We talked generally for a while about the problem and then it hit me… what if I downloaded a bunch of relevant dissertations, fingerprinted them with a DLP solution, and then sent the girls dissertation through the systems analysis engine for comparison? Would the DLP solution be able to detect plagiarism? It almost seemed too simple.
I explained that using DLP I might be able to compare her student's paper to any dissertations she identified and downloaded from the database, so even if only a paragraph was taken out of a 250 page paper, we'd know it. She seemed intrigued.
So when we got home from lunch I started up my laptop and RDP'd into my DLP system. I had my wife download a bunch of relevant dissertations from her school's database, and within minutes I fingerprinted roughly 50 dissertation files, many of which were a couple hundred pages in length, and built a policy to block transmission of any of the data in those files. I then took her students dissertation and emailed it from a client station to my personal email. Now because the system was monitoring SMTP traffic it sent the email (with the student's paper as an attachment) to the content analysis engine. I waited a second… another… and then I impatiently hit send receive… and there it was, an automated notification telling me that my email had violated my new policy and had been blocked.

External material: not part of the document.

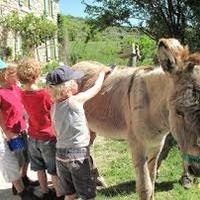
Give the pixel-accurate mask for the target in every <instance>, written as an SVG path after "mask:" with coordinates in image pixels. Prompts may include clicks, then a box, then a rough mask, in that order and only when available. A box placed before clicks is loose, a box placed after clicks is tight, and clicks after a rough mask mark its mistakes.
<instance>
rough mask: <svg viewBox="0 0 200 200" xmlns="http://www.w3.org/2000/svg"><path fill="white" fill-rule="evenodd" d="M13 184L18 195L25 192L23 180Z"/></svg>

My wife was grateful but equally upset by her student. She thought what we'd done with DLP was pretty cool and I have to admit, so did I. I had never thought of using DLP in this application. If you've found others, please share them.
So, there were three things that I took away from this experience:
1) Don't plagiarize. Some poor sap just spent 5 or 6 years and a ton of money to get a graduate degree, and I suspect she's now screwed.
2) Don't plagiarize if your professor's husband is in the DLP business. I mean, we all know cheating is stupid; but cheating with someone that has the upper hand is REALLY STUPID.
3) My wife finally knows what I do. I'm still not sure she could entirely explain it, but she's certainly got a good story she can tell.